Published in newspapers across Indiana– for example, here and here in the (Jeffersonville/New Albany) News-Tribune…
Excerpts from essay #1:
…We also hear assertions that various forms of government involvement in health care are likely to be effective in the U.S. because they work well in other countries. Aside from whether this is true, it should be noted that these other countries have lower populations and, typically, far less diversity in their populations. So these comparisons are somewhere between somewhat helpful and useless.

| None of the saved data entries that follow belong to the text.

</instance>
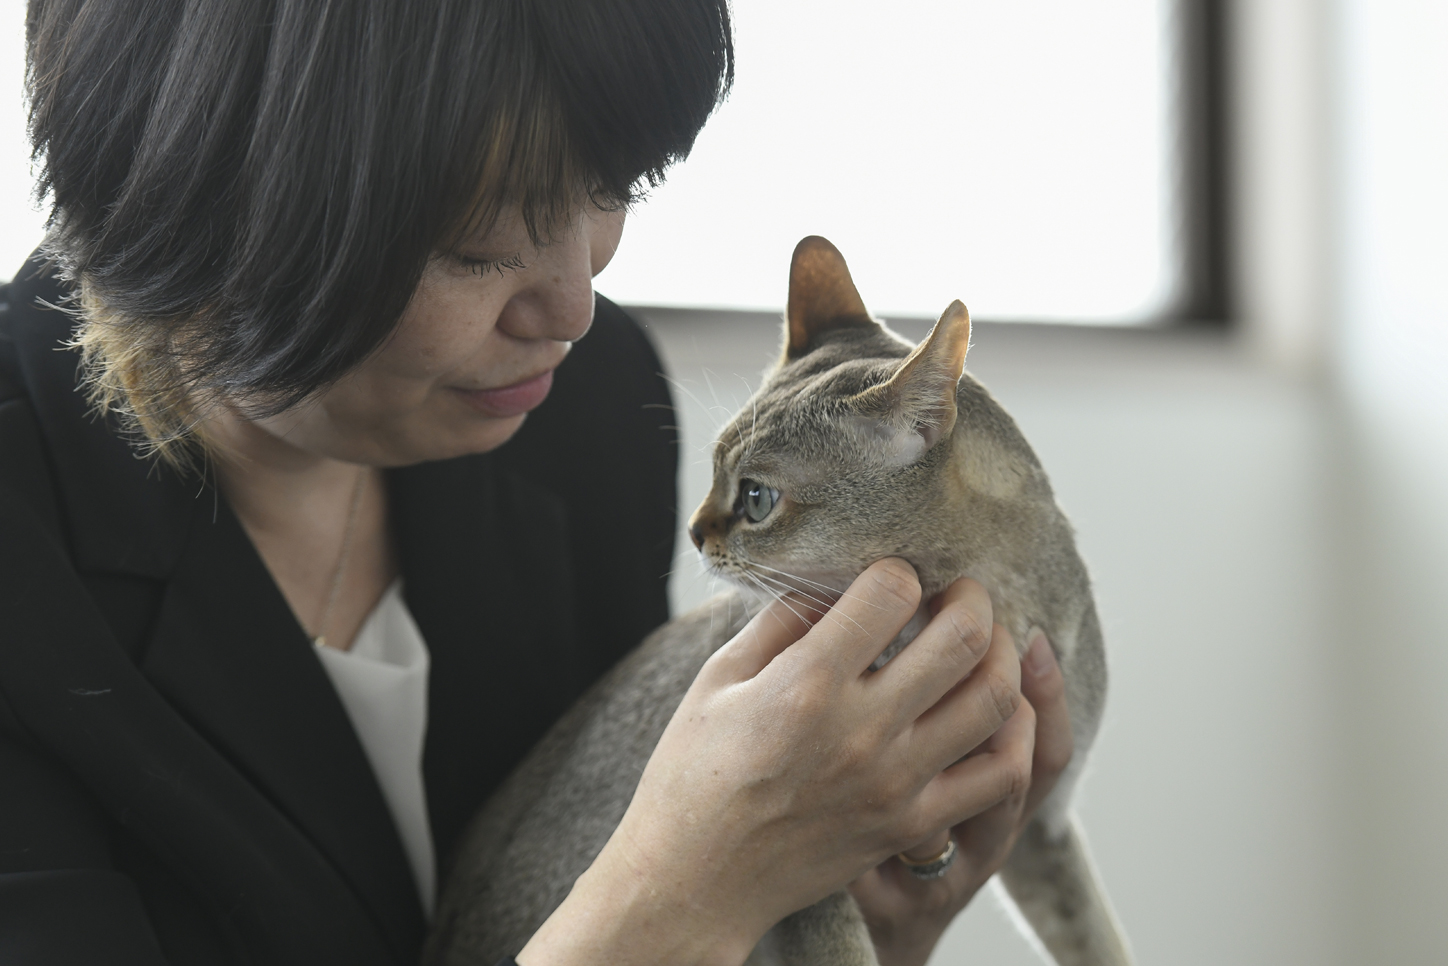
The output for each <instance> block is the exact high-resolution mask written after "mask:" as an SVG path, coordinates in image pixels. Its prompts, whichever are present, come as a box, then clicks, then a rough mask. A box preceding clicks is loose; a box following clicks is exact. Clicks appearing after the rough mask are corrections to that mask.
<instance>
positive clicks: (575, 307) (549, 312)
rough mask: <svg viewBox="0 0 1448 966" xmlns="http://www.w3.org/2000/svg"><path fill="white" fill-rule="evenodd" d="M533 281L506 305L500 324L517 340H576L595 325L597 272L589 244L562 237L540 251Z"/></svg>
mask: <svg viewBox="0 0 1448 966" xmlns="http://www.w3.org/2000/svg"><path fill="white" fill-rule="evenodd" d="M540 255H543V259H542V261H540V264H539V265H537V266H536V268H534V271H533V272H530V274H531V280H530V281H529V284H527V285H524V287H523V288H521V290H520V291H518V293H515V294H514V295H513V298H510V300H508V303H507V304H505V306H504V307H502V314H501V316H500V317H498V327H500V329H502V330H504V332H507V333H508V335H511V336H514V337H517V339H552V340H555V342H576V340H578V339H582V337H584V335H585V333H586V332H588V327H589V326H591V324H594V272H592V266H591V259H589V253H588V246H586V243H579V242H576V240H566V242H565V240H560V242H556V243H555V245H552V246H549V248H546V249H543V252H540Z"/></svg>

One of the ironies of the health-care debate is that such comparisons should encourage us to consider state-based reforms (instead of a single, grand federal experiment), since the population and diversity of our states is similar to other countries.
A second myth is far more important: We’re often told that our current health-care system is “free-market.” This is akin to blaming the Great Depression on markets — while ignoring the four tax increases of Hoover and FDR, massive trade protectionism, restrictive monetary policy, laws that artificially increased prices and wages and so on. In both cases, the extent to which we should blame the government is an open question. But ignoring its role in either mess is neither legitimate nor useful.
With health care, there is already massive government intervention. The most obvious example is the double debut of Medicare and Medicaid in the 1960s. In addition, there is a wide array of relatively minor but still significant issues: various labor market restrictions (e.g., you and I are not allowed to receive medical services from professionals who provide the same services to our armed forces), mandated insurance benefits (for everything from in-vitro fertilization to hair transplants), the explosion of medical malpractice awards (and thus, malpractice insurance rates) and so on.
But the most important public policy in this realm? The subsidy of health insurance acquired by workers through the firm….
Excerpts from essay #2:
The current mix of government and markets in health care certainly has an amazing amount of inefficiency. But will bureaucracy and red tape be reduced or enhanced with more government?
It’s difficult to imagine much if any gain. Thus, extending health-care availability will probably involve higher costs or reduced access in other contexts (rationing)….
Barack Obama’s proposal is to subsidize public insurance that would “compete” with private insurance. By definition, subsidized insurance would undermine private insurance to some extent — somewhere between attracting people at the margin and entirely destroying the industry. It would depend on the extent of the subsidy….
One last thought: It’s interesting that we’ve become so fixated on a federal approach to this problem. Why not allow the 50 states to try 50 different experiments rather than betting everything on one grand, federal experiment that would be difficult if not impossible to reverse?